According to local Nigerian media reports, six girls and two staff members of a Christian high school in the north-central part of the country have been released after a ransom was paid. However, all eight were tortured during their ordeal.
Morning Star News reports the girls and staff members were kidnapped at gunpoint on Oct. 3 from the Engravers’ College in Kakau Daji village, Chikun County near Kaduna city.
Local authorities suspect armed Muslim Fulani herdsmen carried out the attack against the school. The Fulani are responsible for numerous kidnappings and attacks in the southern Kaduna state of Nigeria.
Shunom Giwa, vice-principal of the high school, previously told Morning Star News that initially five armed Fulani appeared at the door of his house. Other men arrived shortly after and they told him to lie down, but he escaped.
The kidnapped group was released by their Fulani captors on Oct. 26, one of the girls’ parents told members of the Nigerian press.
“Several people prayed in churches and mosques,” Ohemu Fredrick told reporters. “Through their prayers, God brought us help. God used a former governor of Kaduna state to assist us.”
Fredrick did not identify the former governor’s name or the ransom amount. He said the former official offered the children and staff members free medical treatment.
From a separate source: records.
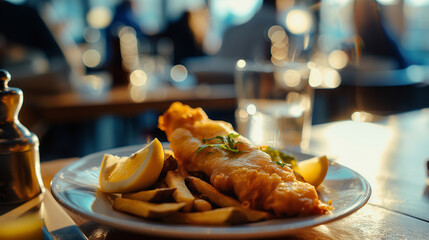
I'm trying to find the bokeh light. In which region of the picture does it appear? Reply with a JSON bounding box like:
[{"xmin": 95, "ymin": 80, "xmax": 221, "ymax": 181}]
[
  {"xmin": 328, "ymin": 50, "xmax": 348, "ymax": 69},
  {"xmin": 86, "ymin": 6, "xmax": 112, "ymax": 28},
  {"xmin": 236, "ymin": 59, "xmax": 246, "ymax": 69},
  {"xmin": 82, "ymin": 49, "xmax": 101, "ymax": 68},
  {"xmin": 283, "ymin": 69, "xmax": 301, "ymax": 87},
  {"xmin": 286, "ymin": 9, "xmax": 312, "ymax": 34},
  {"xmin": 170, "ymin": 64, "xmax": 188, "ymax": 82},
  {"xmin": 351, "ymin": 112, "xmax": 374, "ymax": 122},
  {"xmin": 246, "ymin": 104, "xmax": 256, "ymax": 115},
  {"xmin": 130, "ymin": 69, "xmax": 148, "ymax": 87}
]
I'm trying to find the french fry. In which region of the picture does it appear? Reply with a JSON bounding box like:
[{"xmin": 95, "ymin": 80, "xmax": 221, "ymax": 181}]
[
  {"xmin": 164, "ymin": 149, "xmax": 174, "ymax": 158},
  {"xmin": 186, "ymin": 176, "xmax": 273, "ymax": 222},
  {"xmin": 113, "ymin": 198, "xmax": 186, "ymax": 219},
  {"xmin": 193, "ymin": 199, "xmax": 212, "ymax": 212},
  {"xmin": 122, "ymin": 188, "xmax": 176, "ymax": 202},
  {"xmin": 186, "ymin": 176, "xmax": 241, "ymax": 207},
  {"xmin": 158, "ymin": 154, "xmax": 177, "ymax": 180},
  {"xmin": 162, "ymin": 207, "xmax": 247, "ymax": 226},
  {"xmin": 165, "ymin": 171, "xmax": 195, "ymax": 212}
]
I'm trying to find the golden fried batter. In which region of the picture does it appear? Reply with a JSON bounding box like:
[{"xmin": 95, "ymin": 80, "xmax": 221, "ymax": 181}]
[{"xmin": 158, "ymin": 102, "xmax": 332, "ymax": 216}]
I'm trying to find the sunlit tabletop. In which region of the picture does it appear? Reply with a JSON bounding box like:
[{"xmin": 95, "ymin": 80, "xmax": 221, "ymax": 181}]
[{"xmin": 42, "ymin": 109, "xmax": 429, "ymax": 239}]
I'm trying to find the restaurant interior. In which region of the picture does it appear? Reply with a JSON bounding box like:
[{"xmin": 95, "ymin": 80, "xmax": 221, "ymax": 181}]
[
  {"xmin": 0, "ymin": 0, "xmax": 429, "ymax": 161},
  {"xmin": 0, "ymin": 0, "xmax": 429, "ymax": 239}
]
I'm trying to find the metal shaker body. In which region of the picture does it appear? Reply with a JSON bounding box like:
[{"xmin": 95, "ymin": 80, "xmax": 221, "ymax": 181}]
[{"xmin": 0, "ymin": 70, "xmax": 43, "ymax": 204}]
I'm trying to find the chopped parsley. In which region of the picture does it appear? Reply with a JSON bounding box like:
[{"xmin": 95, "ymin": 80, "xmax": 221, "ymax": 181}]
[
  {"xmin": 195, "ymin": 133, "xmax": 243, "ymax": 154},
  {"xmin": 260, "ymin": 146, "xmax": 297, "ymax": 168}
]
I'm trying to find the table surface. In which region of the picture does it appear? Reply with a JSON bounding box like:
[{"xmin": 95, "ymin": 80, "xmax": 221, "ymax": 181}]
[
  {"xmin": 24, "ymin": 84, "xmax": 236, "ymax": 125},
  {"xmin": 41, "ymin": 109, "xmax": 429, "ymax": 239}
]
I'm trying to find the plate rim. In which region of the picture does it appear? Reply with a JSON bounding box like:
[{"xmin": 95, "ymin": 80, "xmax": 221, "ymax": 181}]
[{"xmin": 50, "ymin": 142, "xmax": 372, "ymax": 239}]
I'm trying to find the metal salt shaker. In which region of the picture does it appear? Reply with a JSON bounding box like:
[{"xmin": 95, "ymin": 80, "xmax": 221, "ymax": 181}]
[{"xmin": 0, "ymin": 69, "xmax": 43, "ymax": 205}]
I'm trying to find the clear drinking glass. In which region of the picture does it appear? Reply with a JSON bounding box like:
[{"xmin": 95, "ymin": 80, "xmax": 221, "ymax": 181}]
[{"xmin": 235, "ymin": 60, "xmax": 314, "ymax": 150}]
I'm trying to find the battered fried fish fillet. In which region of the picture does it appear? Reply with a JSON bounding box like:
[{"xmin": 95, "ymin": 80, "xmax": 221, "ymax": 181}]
[{"xmin": 158, "ymin": 102, "xmax": 332, "ymax": 216}]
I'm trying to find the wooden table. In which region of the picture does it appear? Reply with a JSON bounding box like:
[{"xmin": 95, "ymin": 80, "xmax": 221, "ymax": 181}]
[
  {"xmin": 24, "ymin": 84, "xmax": 236, "ymax": 125},
  {"xmin": 42, "ymin": 109, "xmax": 429, "ymax": 240}
]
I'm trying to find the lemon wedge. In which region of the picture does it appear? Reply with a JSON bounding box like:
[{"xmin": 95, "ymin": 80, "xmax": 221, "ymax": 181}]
[
  {"xmin": 0, "ymin": 213, "xmax": 43, "ymax": 240},
  {"xmin": 99, "ymin": 138, "xmax": 164, "ymax": 193},
  {"xmin": 293, "ymin": 156, "xmax": 329, "ymax": 187}
]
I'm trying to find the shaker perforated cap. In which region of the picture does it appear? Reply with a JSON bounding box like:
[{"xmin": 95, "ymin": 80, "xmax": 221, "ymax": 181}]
[{"xmin": 0, "ymin": 69, "xmax": 39, "ymax": 154}]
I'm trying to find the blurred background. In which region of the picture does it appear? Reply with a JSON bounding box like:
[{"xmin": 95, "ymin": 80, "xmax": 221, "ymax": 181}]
[{"xmin": 0, "ymin": 0, "xmax": 429, "ymax": 161}]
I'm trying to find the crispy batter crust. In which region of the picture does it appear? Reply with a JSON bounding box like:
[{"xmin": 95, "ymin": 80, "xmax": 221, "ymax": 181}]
[{"xmin": 158, "ymin": 102, "xmax": 332, "ymax": 216}]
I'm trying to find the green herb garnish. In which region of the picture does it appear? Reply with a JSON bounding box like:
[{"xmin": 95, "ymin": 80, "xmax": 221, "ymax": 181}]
[
  {"xmin": 260, "ymin": 146, "xmax": 297, "ymax": 168},
  {"xmin": 195, "ymin": 133, "xmax": 243, "ymax": 154}
]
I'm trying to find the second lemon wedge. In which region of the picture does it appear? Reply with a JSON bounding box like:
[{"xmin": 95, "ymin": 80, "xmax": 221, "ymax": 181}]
[
  {"xmin": 99, "ymin": 138, "xmax": 164, "ymax": 193},
  {"xmin": 293, "ymin": 156, "xmax": 329, "ymax": 187}
]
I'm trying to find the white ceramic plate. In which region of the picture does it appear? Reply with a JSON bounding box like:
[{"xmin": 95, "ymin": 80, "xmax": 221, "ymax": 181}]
[{"xmin": 51, "ymin": 145, "xmax": 371, "ymax": 239}]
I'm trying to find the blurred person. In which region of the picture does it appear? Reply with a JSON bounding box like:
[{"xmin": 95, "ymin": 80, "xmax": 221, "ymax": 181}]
[
  {"xmin": 354, "ymin": 0, "xmax": 410, "ymax": 68},
  {"xmin": 103, "ymin": 0, "xmax": 147, "ymax": 85},
  {"xmin": 0, "ymin": 1, "xmax": 71, "ymax": 93},
  {"xmin": 158, "ymin": 11, "xmax": 204, "ymax": 64},
  {"xmin": 216, "ymin": 0, "xmax": 277, "ymax": 60},
  {"xmin": 184, "ymin": 0, "xmax": 277, "ymax": 84}
]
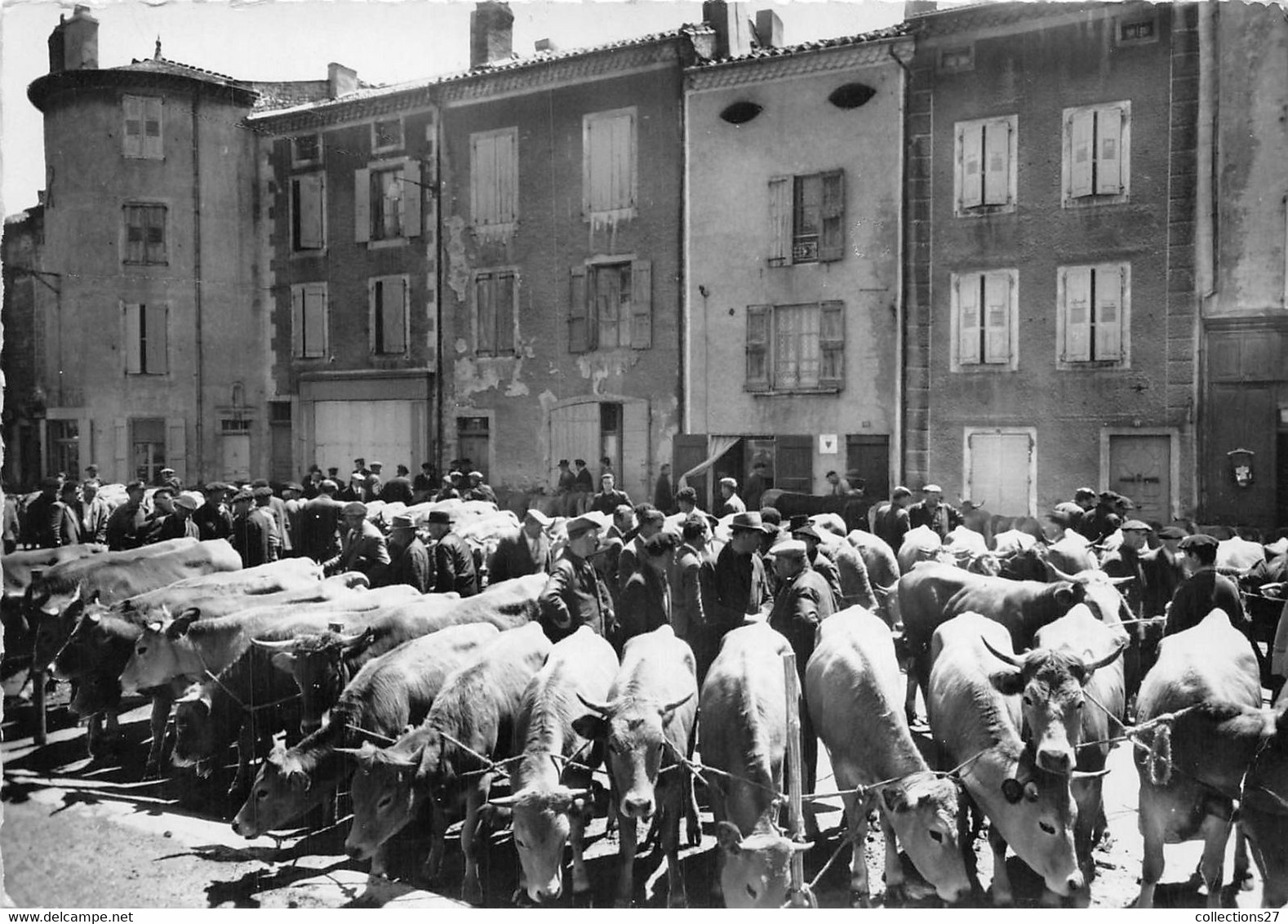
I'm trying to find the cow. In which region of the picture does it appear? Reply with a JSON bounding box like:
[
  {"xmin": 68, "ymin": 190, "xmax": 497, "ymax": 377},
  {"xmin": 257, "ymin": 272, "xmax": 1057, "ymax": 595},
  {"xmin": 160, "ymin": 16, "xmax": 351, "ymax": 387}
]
[
  {"xmin": 899, "ymin": 562, "xmax": 1085, "ymax": 722},
  {"xmin": 491, "ymin": 626, "xmax": 618, "ymax": 902},
  {"xmin": 121, "ymin": 584, "xmax": 419, "ymax": 693},
  {"xmin": 1030, "ymin": 603, "xmax": 1128, "ymax": 906},
  {"xmin": 1135, "ymin": 610, "xmax": 1262, "ymax": 908},
  {"xmin": 259, "ymin": 574, "xmax": 546, "ymax": 735},
  {"xmin": 926, "ymin": 612, "xmax": 1085, "ymax": 906},
  {"xmin": 698, "ymin": 616, "xmax": 803, "ymax": 908},
  {"xmin": 573, "ymin": 625, "xmax": 698, "ymax": 907},
  {"xmin": 344, "ymin": 623, "xmax": 551, "ymax": 904},
  {"xmin": 805, "ymin": 607, "xmax": 971, "ymax": 907},
  {"xmin": 232, "ymin": 623, "xmax": 497, "ymax": 839}
]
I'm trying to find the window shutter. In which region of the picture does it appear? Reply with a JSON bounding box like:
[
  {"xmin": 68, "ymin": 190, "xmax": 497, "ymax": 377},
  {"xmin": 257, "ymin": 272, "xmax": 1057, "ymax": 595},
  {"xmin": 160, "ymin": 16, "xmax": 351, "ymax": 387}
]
[
  {"xmin": 818, "ymin": 170, "xmax": 845, "ymax": 263},
  {"xmin": 1096, "ymin": 105, "xmax": 1123, "ymax": 196},
  {"xmin": 769, "ymin": 176, "xmax": 792, "ymax": 267},
  {"xmin": 984, "ymin": 272, "xmax": 1011, "ymax": 363},
  {"xmin": 291, "ymin": 286, "xmax": 308, "ymax": 356},
  {"xmin": 961, "ymin": 125, "xmax": 984, "ymax": 209},
  {"xmin": 143, "ymin": 304, "xmax": 170, "ymax": 375},
  {"xmin": 1069, "ymin": 109, "xmax": 1095, "ymax": 196},
  {"xmin": 568, "ymin": 267, "xmax": 590, "ymax": 353},
  {"xmin": 143, "ymin": 96, "xmax": 165, "ymax": 160},
  {"xmin": 1063, "ymin": 267, "xmax": 1091, "ymax": 362},
  {"xmin": 953, "ymin": 273, "xmax": 980, "ymax": 365},
  {"xmin": 631, "ymin": 260, "xmax": 653, "ymax": 349},
  {"xmin": 353, "ymin": 169, "xmax": 371, "ymax": 243},
  {"xmin": 984, "ymin": 120, "xmax": 1011, "ymax": 205},
  {"xmin": 747, "ymin": 305, "xmax": 771, "ymax": 389},
  {"xmin": 125, "ymin": 304, "xmax": 143, "ymax": 374},
  {"xmin": 492, "ymin": 273, "xmax": 519, "ymax": 356},
  {"xmin": 121, "ymin": 96, "xmax": 143, "ymax": 158},
  {"xmin": 1096, "ymin": 264, "xmax": 1123, "ymax": 361},
  {"xmin": 818, "ymin": 301, "xmax": 845, "ymax": 388},
  {"xmin": 402, "ymin": 160, "xmax": 421, "ymax": 237}
]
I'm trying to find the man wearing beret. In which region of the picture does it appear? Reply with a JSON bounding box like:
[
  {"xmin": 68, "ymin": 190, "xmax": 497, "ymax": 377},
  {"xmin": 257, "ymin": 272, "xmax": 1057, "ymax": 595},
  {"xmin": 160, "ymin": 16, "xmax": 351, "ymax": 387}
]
[
  {"xmin": 1163, "ymin": 534, "xmax": 1250, "ymax": 635},
  {"xmin": 769, "ymin": 539, "xmax": 833, "ymax": 831},
  {"xmin": 539, "ymin": 516, "xmax": 617, "ymax": 642},
  {"xmin": 486, "ymin": 506, "xmax": 551, "ymax": 584},
  {"xmin": 322, "ymin": 500, "xmax": 389, "ymax": 588},
  {"xmin": 380, "ymin": 513, "xmax": 434, "ymax": 594},
  {"xmin": 425, "ymin": 510, "xmax": 479, "ymax": 599}
]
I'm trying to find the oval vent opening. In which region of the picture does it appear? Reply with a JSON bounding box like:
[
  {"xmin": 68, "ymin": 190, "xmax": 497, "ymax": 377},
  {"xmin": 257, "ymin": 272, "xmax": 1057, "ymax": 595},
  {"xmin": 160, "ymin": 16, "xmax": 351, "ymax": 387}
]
[
  {"xmin": 720, "ymin": 100, "xmax": 762, "ymax": 125},
  {"xmin": 827, "ymin": 84, "xmax": 877, "ymax": 109}
]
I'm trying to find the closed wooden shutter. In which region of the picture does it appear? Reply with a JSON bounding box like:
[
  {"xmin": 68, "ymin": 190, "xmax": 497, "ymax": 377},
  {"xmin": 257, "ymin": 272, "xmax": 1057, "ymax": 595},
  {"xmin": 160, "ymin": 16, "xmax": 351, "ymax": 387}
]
[
  {"xmin": 818, "ymin": 170, "xmax": 845, "ymax": 263},
  {"xmin": 402, "ymin": 160, "xmax": 421, "ymax": 237},
  {"xmin": 747, "ymin": 305, "xmax": 773, "ymax": 389},
  {"xmin": 1096, "ymin": 263, "xmax": 1123, "ymax": 361},
  {"xmin": 1061, "ymin": 267, "xmax": 1091, "ymax": 362},
  {"xmin": 568, "ymin": 267, "xmax": 590, "ymax": 353},
  {"xmin": 984, "ymin": 118, "xmax": 1011, "ymax": 205},
  {"xmin": 769, "ymin": 176, "xmax": 792, "ymax": 267},
  {"xmin": 984, "ymin": 272, "xmax": 1012, "ymax": 363},
  {"xmin": 1069, "ymin": 109, "xmax": 1095, "ymax": 198},
  {"xmin": 957, "ymin": 125, "xmax": 984, "ymax": 209},
  {"xmin": 631, "ymin": 260, "xmax": 653, "ymax": 349},
  {"xmin": 1096, "ymin": 105, "xmax": 1123, "ymax": 196},
  {"xmin": 953, "ymin": 273, "xmax": 980, "ymax": 363},
  {"xmin": 353, "ymin": 169, "xmax": 371, "ymax": 243}
]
The hostages were reportedly tortured each time the kidnappers called the parents so they could hear their screams, according to another parent who wasn’t identified.
That parent reportedly said that after the kidnappers set the group free, police picked them up and dropped them off near a toll gate about five kilometers (three miles) from the city center.
The school, which is open to both Christian and non-Christian students, has a secular curriculum in accordance with Nigeria’s Ministry of Education. Still, the curriculum is taught from a Christian perspective, and students take Christian Religious Knowledge as a subject, an official told Morning Star News.
The school has a student population of 100, but continuing violence within the West African nation has compelled some parents to withdraw their children.
The village lies within an area known as “the kidnapping belt” and is on the route to Kwanti village, where Morning Star News last year reported the alleged kidnapping of several Christians by armed Fulani herdsmen.
Nigeria ranks 12th on Open Doors’ 2019 World Watch List of countries where Christians suffer the most persecution.
“Although the Nigerian government claims to have made headway against Boko Haram, it seems incapable of responding to the attacks on Christian communities by the (militant) Hausa-Fulani Muslim herdsmen,” noted Yonas Dembele, persecution analyst at World Watch Research, who’s quoted in a video on the Nigeria page on the Open Doors USA website.